Greek AND Italian flavors melded into one pasta dish? Yes, please! This pasta alla Greca is definitely not for the faint of heart. If you don’t like loads of robust and super amazing flavors, you should definitely move on. But if you like olive oily, garlicky, briny foods, this is the ultimate pasta dish. Eating this makes you feel like you’re dining seaside in the Greek islands, when in reality most of the ingredients are probably already in your pantry.
Not only is this pasta lip-smacking good, it’s also ready to eat in less than 30 minutes.
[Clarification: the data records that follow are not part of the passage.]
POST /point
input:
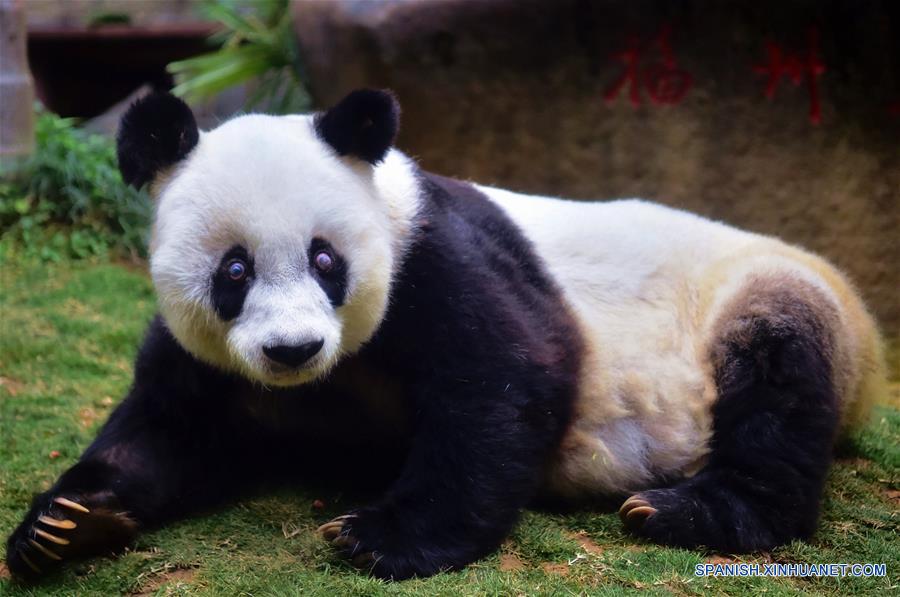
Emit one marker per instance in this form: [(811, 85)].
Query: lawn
[(68, 334)]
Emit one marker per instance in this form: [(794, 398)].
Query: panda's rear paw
[(635, 512), (61, 528), (371, 542), (674, 516)]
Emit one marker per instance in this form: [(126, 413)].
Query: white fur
[(271, 185)]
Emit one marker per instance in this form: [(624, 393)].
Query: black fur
[(333, 282), (228, 295), (157, 131), (477, 355), (774, 426), (363, 124)]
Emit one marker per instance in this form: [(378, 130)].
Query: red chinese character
[(796, 67), (664, 81)]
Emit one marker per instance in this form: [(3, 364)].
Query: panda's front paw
[(63, 527), (374, 542)]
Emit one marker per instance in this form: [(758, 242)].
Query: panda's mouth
[(285, 376)]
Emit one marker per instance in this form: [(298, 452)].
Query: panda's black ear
[(363, 124), (158, 130)]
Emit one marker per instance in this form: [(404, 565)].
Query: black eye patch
[(333, 280), (231, 282)]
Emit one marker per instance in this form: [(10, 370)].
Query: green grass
[(68, 334)]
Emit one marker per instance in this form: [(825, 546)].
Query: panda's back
[(645, 284)]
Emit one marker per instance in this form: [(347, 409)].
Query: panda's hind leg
[(774, 424)]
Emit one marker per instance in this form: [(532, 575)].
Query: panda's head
[(271, 249)]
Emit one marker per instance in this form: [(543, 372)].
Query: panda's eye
[(237, 270), (323, 261)]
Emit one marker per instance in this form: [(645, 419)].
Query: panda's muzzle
[(293, 356)]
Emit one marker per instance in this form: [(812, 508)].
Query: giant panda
[(330, 311)]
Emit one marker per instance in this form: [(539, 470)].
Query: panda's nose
[(293, 355)]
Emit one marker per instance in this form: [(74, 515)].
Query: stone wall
[(538, 97)]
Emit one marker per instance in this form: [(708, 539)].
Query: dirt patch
[(557, 569), (510, 562), (173, 577), (586, 543), (859, 464)]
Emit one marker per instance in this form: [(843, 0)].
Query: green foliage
[(68, 199), (68, 333), (256, 44)]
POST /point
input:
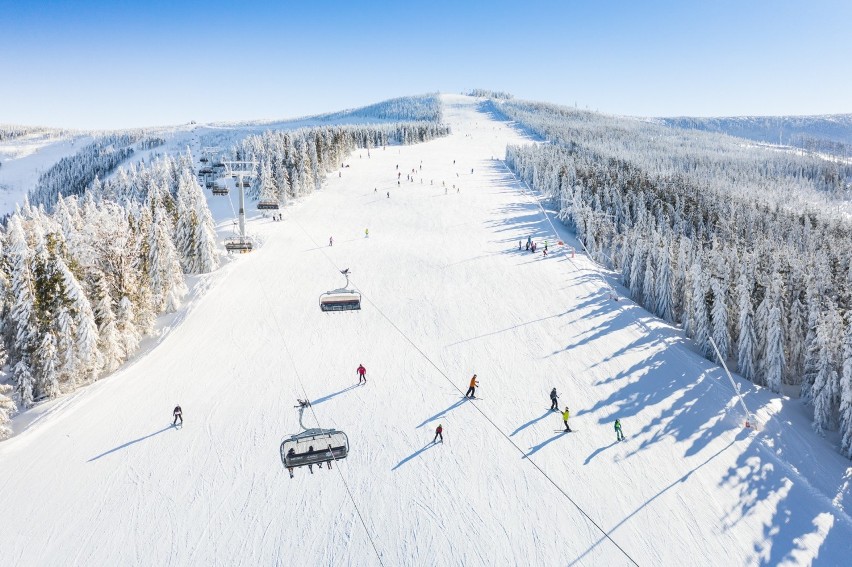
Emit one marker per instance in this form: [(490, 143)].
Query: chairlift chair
[(343, 299), (241, 244), (314, 446), (268, 205)]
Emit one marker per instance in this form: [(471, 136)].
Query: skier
[(439, 433), (472, 390), (290, 454), (565, 415)]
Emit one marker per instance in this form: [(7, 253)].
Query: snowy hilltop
[(467, 278)]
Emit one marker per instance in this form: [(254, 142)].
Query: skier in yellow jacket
[(472, 390), (565, 415)]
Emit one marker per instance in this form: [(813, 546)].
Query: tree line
[(744, 245)]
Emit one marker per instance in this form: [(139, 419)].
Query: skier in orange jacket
[(471, 392)]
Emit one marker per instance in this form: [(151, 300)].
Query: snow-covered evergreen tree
[(7, 408), (663, 293), (745, 340), (701, 322), (846, 392)]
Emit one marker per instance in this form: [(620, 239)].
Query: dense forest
[(73, 175), (749, 246), (82, 281)]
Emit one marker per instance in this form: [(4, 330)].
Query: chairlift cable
[(316, 418), (481, 412)]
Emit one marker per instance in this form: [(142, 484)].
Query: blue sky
[(110, 64)]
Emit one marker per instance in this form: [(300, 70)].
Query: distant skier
[(565, 415), (471, 392), (439, 434)]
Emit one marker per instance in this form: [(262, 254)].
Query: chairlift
[(241, 244), (268, 205), (313, 446), (343, 299)]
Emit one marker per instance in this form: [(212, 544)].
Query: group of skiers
[(532, 246), (566, 414)]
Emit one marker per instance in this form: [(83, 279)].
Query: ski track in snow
[(101, 477)]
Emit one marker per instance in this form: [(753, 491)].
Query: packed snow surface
[(101, 478)]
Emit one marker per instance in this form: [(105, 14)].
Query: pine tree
[(746, 340), (7, 408), (846, 393), (824, 390), (110, 343), (700, 318), (663, 293), (649, 297)]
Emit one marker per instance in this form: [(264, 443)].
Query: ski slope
[(102, 479)]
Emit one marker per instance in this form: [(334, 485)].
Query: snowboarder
[(290, 454), (439, 434), (565, 415), (472, 390)]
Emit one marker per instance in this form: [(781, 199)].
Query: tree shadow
[(531, 422), (598, 451), (513, 327), (443, 412), (674, 483), (329, 396), (104, 454), (414, 455)]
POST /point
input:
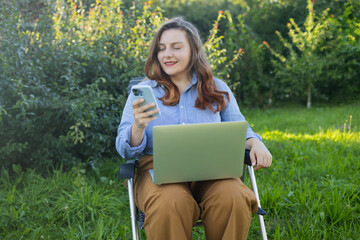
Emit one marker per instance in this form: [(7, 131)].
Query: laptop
[(196, 152)]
An extra bonus is that this pasta alla Greca is vegetarian and full of healthy ingredients, so I ask: what’s stopping you from making this tonight?
1 16 oz. package of pasta
1 6.5 oz jar of artichoke hearts, quartered
1 7 oz. jar of sundried tomatoes, chopped
¼ c. kalamata olives, pitted and chopped
1 Tbsp. capers
3 cloves of garlic, minced
Juice from 1 lemon
¼ c. fresh parsley, chopped
Handful of baby arugula (optional)
2 Tbsp. olive oil
1 c. feta cheese
Red pepper flakes, salt and pepper to taste
Cook pasta according to package directions. Drain.
Heat the olive oil in a skillet over medium heat. Cook the garlic for 1-2 minutes, or until fragrant and lightly browned. Be careful not to burn it.
Add the garlic and the oil to the pasta. Add the artichoke hearts, sundried tomatoes, olives, capers, and lemon juice and stir to combine. Add the arugula, parsley, and feta and mix together quickly. Season with salt and pepper. Serve and enjoy!